Em primeiro plano, a constante pressão social relacionada a diversos esteriótipos, estéticos e profissionais por exemplo, contribuem para o crescente aumento de casos de transtornos psicológicos, visto que existe uma necessidade de ser aceito socialmente. Assim para o escritor Michael Foley em “A Era da Loucura”, o século XXI transformou em uma meta absurda a busca pela felicidade, portanto o corpo ideal, o trabalho bem-sucedido e sentir-se parte de um grupo acabam gerando o isolamento, tristeza e a irritabilidade dos indivíduos que não se enquadram nesses padrões, provocando o deslocamento e a dificuldade em lidar com as frustrações da vida.
Somando-se a essa circunstância, a falta de informação a respeito do funcionamento social e biológico da depressão provoca um certo tipo de preconceito por parte da população, uma vez que é tratada na maioria dos casos como frescura e até mesmo sinal de fraqueza. Desse modo, a busca por ajuda médica se torna gradativamente menor e como consequência aumenta a vulnerabilidade emocional e a necessidade de satisfação imediata, encontrando no suicídio muitas vezes a única opção.
Medidas, portanto, são necessárias para resolver essa problemática.
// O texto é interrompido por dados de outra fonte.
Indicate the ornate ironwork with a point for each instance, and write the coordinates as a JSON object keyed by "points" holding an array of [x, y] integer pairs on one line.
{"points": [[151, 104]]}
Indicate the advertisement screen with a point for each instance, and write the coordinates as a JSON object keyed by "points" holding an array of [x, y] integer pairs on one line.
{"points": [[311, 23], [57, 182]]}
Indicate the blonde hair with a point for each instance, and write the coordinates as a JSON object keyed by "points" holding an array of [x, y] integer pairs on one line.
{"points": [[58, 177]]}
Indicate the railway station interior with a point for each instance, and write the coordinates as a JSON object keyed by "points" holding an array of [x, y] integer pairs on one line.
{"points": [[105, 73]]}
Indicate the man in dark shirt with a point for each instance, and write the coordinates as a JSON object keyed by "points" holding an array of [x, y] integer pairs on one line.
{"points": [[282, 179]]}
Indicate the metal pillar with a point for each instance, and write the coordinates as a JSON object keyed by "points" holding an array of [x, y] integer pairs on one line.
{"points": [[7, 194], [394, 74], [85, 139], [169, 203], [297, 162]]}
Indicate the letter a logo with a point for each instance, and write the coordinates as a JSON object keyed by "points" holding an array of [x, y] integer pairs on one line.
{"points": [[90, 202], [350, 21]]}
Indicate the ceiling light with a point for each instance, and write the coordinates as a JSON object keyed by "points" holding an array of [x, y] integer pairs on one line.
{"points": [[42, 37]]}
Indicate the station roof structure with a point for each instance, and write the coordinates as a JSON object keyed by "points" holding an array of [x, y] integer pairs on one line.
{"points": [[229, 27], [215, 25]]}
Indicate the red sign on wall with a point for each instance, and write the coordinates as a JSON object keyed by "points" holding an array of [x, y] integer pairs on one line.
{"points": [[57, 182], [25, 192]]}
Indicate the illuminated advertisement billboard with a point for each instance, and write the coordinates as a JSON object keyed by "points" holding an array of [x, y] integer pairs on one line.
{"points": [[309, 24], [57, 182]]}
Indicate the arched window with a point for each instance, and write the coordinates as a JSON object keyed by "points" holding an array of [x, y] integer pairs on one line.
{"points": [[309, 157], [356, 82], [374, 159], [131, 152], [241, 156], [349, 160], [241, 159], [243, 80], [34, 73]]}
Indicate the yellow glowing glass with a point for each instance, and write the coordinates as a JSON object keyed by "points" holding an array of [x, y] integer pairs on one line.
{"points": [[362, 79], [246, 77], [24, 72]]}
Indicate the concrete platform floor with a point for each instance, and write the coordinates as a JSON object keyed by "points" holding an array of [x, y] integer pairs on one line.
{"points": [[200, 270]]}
É preciso que o governo juntamente com a OMS (Organização Mundial de Saúde) promovam campanhas informativas através da mídia, com palestras de psiquiatras e psicólogos e comerciais que incentivem a busca por ajuda médica e familiar, para assim acabar com o preconceito que permeia esse tema. Como também que debates sejam feitos nas escolas e em locais públicos a respeito da autoaceitação e de formas de lidar com as dificuldades da vida, com exercícios físicos e tarefas coletivas. Só assim será possível diminuir os casos de depressão e melhorar a qualidade de vida desses indivíduos.